Every day he spent forcing a polite estrangement from Euphemia had been chaotic to his senses, a slow, agonizing distraction that left him utterly unable to focus on his affairs.

He had abandoned the ploy and offered her his friendship simply because he could no longer bear the agony of being apart from her.

He was putting the pieces together now, realizing that Thaddeus’s deductions were dangerously accurate, though his pride refused to grant his friend the satisfaction of an admission.

“There is no use discussing this further,” Nathaniel said curtly.

“Just consider one last thing,” Thaddeus added, before Nathaniel could turn away. “You need to decide what you are going to do, and fast. You wife, is a lady with a heart too, remember? A heart that can also... love? You might end up confusing her too. Trust me, I would know.”

Nathaniel looked at him. “What are you saying?”

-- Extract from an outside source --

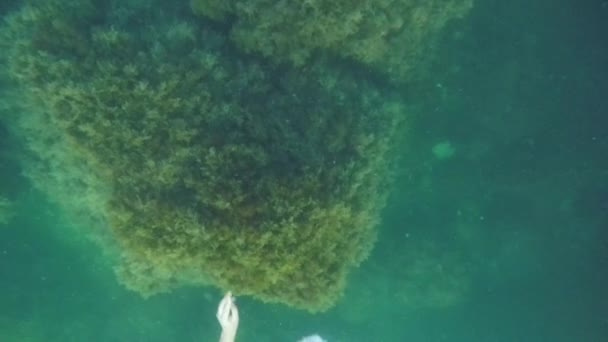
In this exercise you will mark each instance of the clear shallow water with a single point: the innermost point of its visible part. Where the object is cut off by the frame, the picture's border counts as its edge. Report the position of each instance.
(516, 218)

“I am saying that you cannot have it both ways,” Thaddeus said. “You cannot be the man you have been tonight and also stop her from developing feelings for you when you do things like this. Those two things cannot coexist. One of them has to go.”

Nathaniel did not answer. He set his glass down and excused himself with a word, and walked back toward the party, and did not look at Thaddeus again.

His mind was a turbulent storm of calculation.

Euphemia, developing feelings for him? No.

That could not happen. He could not allow it.

He had told himself that he would find a way to be her friend, to provide her with the security and respect she required, without either of them crossing that perilous threshold.

If his actions had led her to form an attachment, that was infinitely worse.

That was not the arrangement. This was never the plan. He could not afford to derail his life now. He could not love her. The emotional entanglement would be far too messy, far too vulnerable to permit.

As he maneuvered past a group of laughing guests, a grim determination took hold of him.

Perhaps he had been right in the very beginning.

The initial instinct to maintain a strict distance between them had been the correct one.

He should never have softened. He should never have relented and offered her a friendship that blurred the boundaries of their contract.

If they returned to the safety of a formal, distant respect, everyone would be secure.

Everyone would be content within their own defined spheres.

Reaching a quieter corridor near the ballroom entrance, Nathaniel paused, straightening his waistcoat.

He needed to take back control. He would re-establish the distance between them.

Starting tonight, the warmth would end. He would ensure he never acted on these treacherous impulses again, and he would never allow himself to be reduced to a jealous display ever again.